Ну вот, например, походка. Походка зависит от срока службы. Только что призвавшиеся, духи, ходить вообще не должны, они должны «летать» или «шуршать, как электровеники». Черепа или слоны имеют право на более спокойную походку, но все равно их поступь должна выражать смирение. И лишь задембелевшие «ферзи» могут ходить особой шаркающей походкой, какая разрешена только старикам, — неторопливо, цепляя каблуками пол. Если бы в учебке я вздумал так пройтись, то немедленно получил бы хороших тумаков. «Придем- белел, что ли, Длинный?» — спросили бы меня и отмудохали по первое число. Засунул бы руки в карманы — тоже получил бы в башню, это привилегия старых. «Дух» вообще должен забыть про карманы. Иначе ему туда насыплют песку и зашьют. Песок натирает пах, и за два дня там образуются гноящиеся язвы.
Получить можно за что угодно. Если «борзый» дух не проявит почтения при разговоре с дедушкой, его изобьют. Если он слишком громко будет разговаривать или пройдет по казарме, гремя каблуками, его изобьют. Если он ляжет на койку днем, его изобьют. Если ему из дома пришлют хорошие резиновые тапочки и он решит пойти в них умыться, его изобьют и отберут тапки. А если же дух вздумает загнуть сапоги, или ходить с расстегнутой верхней пуговицей, или его кепка будет сдвинута на затылок или на ухо, а ремень затянут не слишком сильно, его изобьют так, что он забудет свое имя. Он — душара, чмо болотное, и летать ему положено, пока старые не уволятся.

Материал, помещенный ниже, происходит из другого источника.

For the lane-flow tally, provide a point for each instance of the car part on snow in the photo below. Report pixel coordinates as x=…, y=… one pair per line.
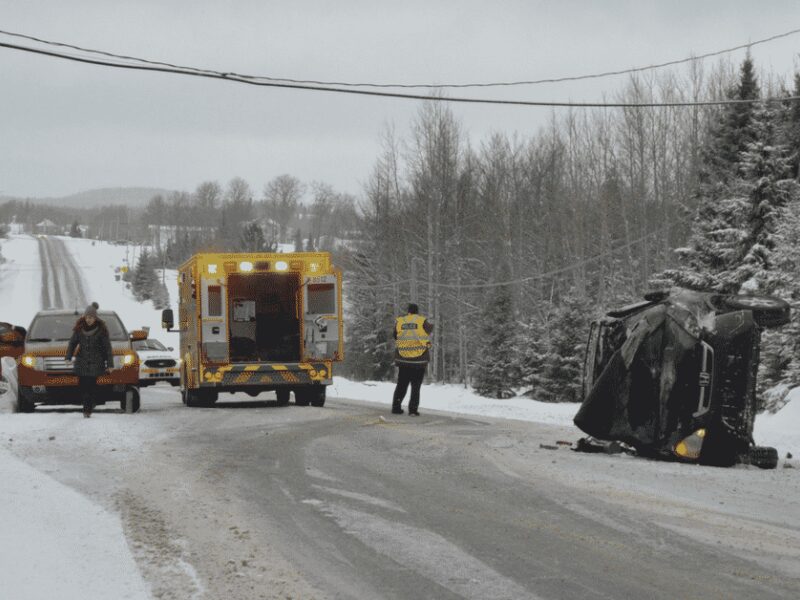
x=763, y=457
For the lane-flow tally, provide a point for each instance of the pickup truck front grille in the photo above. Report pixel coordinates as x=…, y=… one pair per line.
x=160, y=363
x=57, y=364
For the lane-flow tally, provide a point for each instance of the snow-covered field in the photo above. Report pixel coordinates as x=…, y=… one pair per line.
x=45, y=522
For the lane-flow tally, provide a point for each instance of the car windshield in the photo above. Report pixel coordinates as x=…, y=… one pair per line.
x=58, y=328
x=140, y=345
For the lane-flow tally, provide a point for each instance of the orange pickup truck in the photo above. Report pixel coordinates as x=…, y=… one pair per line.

Но при этом старые ревностно охраняют права своих духов. У каждого уважающего себя деда есть свой личный дух — персональный раб, и бить и наказывать его имеет право только этот дед. Если духа будет напрягать кто–то другой, тот обязан сообщить своему деду. Возникают терки: «Ты напрягаешь его, значит, ты напрягаешь меня.»
Для духа же иметь личного деда тоже очень выгодно. Во–первых, тебя бьет только один человек. Во–вторых, ты всегда можешь пожаловаться ему на притязания со стороны других, и он обязательно восстановит справедливость. Если, например, череп изобьет духа или отберет у него деньги, то этот череп будет избит очень жестоко, — грабить молодых могут только дембеля. Только своему деду дух обязан искать деньги, курево и жратву — на всех остальных он может положить болт. Исключение составляют только деды, более могущественные, чем твой.
В нашем же полку ничего этого нет. Все это — расстегнутые пуговицы, ремень, походка
— детский сад. У нас все по–взрослому. Я могу ходить как угодно и в чем угодно, это никого не волнует. У нас бьют совсем по другим причинам. Наши деды уже убивали людей и хоронили своих товарищей, они не верят, что сами выживут на этой войне. Поэтому избиения здесь — норма; все равно все умрут: и те, кто бьет, и те, кого бьют. Так какая тогда разница? Взлетка
— вот она, в двух шагах, и трупы по–прежнему привозят десятками. Мы все сдохнем.